WTO Director-General Roberto Azevêdo told the World Customs Organization (WCO) Council on 27 June 2014 that the WCO and the WTO are “natural partners” in efforts to implement the Trade Facilitation Agreement. He thanked the WCO for its support, including the establishment of the Trade Facilitation Working Group and the launching of the Mercator programme.
Customs administrations have long recognized the need to balance enforcement and facilitation — and to do so in a predictable, streamlined way. And, as the volume of global trade increased, the need to operate efficiently and effectively has grown.
Indeed, the Revised Kyoto Convention, as well as other WCO tools and instruments, are the basis of many provisions of the WTO Trade Facilitation Agreement.
In this sense the technical provisions in the Agreement are not new — they are already being used successfully in many countries around the world.
What the Trade Facilitation Agreement provides is uniformity — and therefore much greater predictability and efficiency.
It will also provide assistance to countries that need it. And this is a crucial point.
Although the specific measures may not be new, there is no question that Bali was a first for the WTO.
It is one reason why the Trade Facilitation Agreement is so significant.
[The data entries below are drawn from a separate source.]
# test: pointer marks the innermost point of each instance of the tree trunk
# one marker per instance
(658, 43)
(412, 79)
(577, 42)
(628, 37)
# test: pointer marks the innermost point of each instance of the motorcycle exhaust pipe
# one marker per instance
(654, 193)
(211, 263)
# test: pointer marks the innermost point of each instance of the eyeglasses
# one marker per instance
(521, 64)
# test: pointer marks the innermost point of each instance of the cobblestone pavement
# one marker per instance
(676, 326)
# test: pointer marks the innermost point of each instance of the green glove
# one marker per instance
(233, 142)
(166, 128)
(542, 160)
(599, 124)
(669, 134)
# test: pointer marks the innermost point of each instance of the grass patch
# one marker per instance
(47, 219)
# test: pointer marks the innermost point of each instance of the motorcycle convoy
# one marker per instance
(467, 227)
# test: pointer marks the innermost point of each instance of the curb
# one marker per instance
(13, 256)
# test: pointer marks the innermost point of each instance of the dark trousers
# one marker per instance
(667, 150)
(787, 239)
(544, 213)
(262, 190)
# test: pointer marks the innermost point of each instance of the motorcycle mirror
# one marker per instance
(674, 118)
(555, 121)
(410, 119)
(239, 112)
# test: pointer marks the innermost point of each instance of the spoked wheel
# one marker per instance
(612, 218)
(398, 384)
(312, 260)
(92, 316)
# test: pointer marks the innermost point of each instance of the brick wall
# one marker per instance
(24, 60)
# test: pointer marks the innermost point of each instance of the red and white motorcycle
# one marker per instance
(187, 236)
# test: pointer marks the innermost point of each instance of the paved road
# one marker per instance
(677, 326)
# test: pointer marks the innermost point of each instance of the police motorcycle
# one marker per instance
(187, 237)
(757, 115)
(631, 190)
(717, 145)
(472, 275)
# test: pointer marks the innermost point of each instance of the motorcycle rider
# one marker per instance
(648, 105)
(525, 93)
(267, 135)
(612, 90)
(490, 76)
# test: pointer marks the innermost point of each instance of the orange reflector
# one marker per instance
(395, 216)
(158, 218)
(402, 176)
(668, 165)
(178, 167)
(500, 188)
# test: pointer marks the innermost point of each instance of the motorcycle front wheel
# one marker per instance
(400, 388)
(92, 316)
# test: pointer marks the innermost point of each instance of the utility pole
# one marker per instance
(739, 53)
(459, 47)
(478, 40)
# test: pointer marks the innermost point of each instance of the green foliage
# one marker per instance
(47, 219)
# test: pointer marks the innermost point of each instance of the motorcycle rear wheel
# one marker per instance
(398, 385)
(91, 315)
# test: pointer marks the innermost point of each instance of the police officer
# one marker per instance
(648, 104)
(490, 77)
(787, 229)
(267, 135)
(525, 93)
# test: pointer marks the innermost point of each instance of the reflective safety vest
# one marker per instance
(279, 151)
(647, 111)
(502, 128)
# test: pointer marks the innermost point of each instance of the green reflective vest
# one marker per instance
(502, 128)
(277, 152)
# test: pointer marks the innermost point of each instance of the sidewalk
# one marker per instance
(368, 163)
And I think we must continue to work in this spirit as we work to put the text into practice.
A central element of this will be ensuring that the assistance that developing and least developed countries need will be available.
WTO donor members have given their assurance of far reaching assistance to ensure that everyone will have the capacity to implement the new Agreement — at their own pace.
A great deal of very welcome work has already been done. Donors are engaged and technical assistance providers and agencies are intensifying their work with recipients. But I know that some concerns still remain.
We have been working very hard to address these issues and ensure the provision of technical assistance to everyone, without exceptions.
My team and I have been talking to donors and consulting with the members to try to find a solution that would allow the WTO to assist those seeking technical assistance and capacity building support. Such a solution should:
- create the best possible conditions for the flow of information between donors and recipients on their needs and options;
- assist members in preparing and updating their needs assessments;
- help members to develop technical assistance projects;
- identify possible development partners for countries that might have had difficulties doing so by themselves;
- and ensure that resources are available for all those seeking technical assistance.
We expect to be able to set out a new WTO facility along these lines before the summer break.
This will be a major step forward. But of course, we can’t do it alone.
Implementation will be an enormous task — and so all of this will require the full support and cooperation of donors, development banks and international organisations.
We have already begun to strengthen our partnerships with the Annex D organizations, especially with the WCO.
Last week the WCO took a good step forward to inform and educate your Geneva-based delegates about the significant amount of support that is already available.
Secretary-General Mikuriya and several members of the Secretariat made presentations at the WTO on the WCO’s impressive wealth of instruments, guidelines and training programs.
It is clear that these tools and extensive capacity building programs will be an essential ingredient in helping customs administrations to implement the new Agreement.
I greatly welcome your commitment to the efficient implementation of the TFA, which you underscored through your Dublin Resolution, just days after the Ministerial Conference in Bali.
I would also like to congratulate you on the establishment of your new Trade Facilitation Working Group.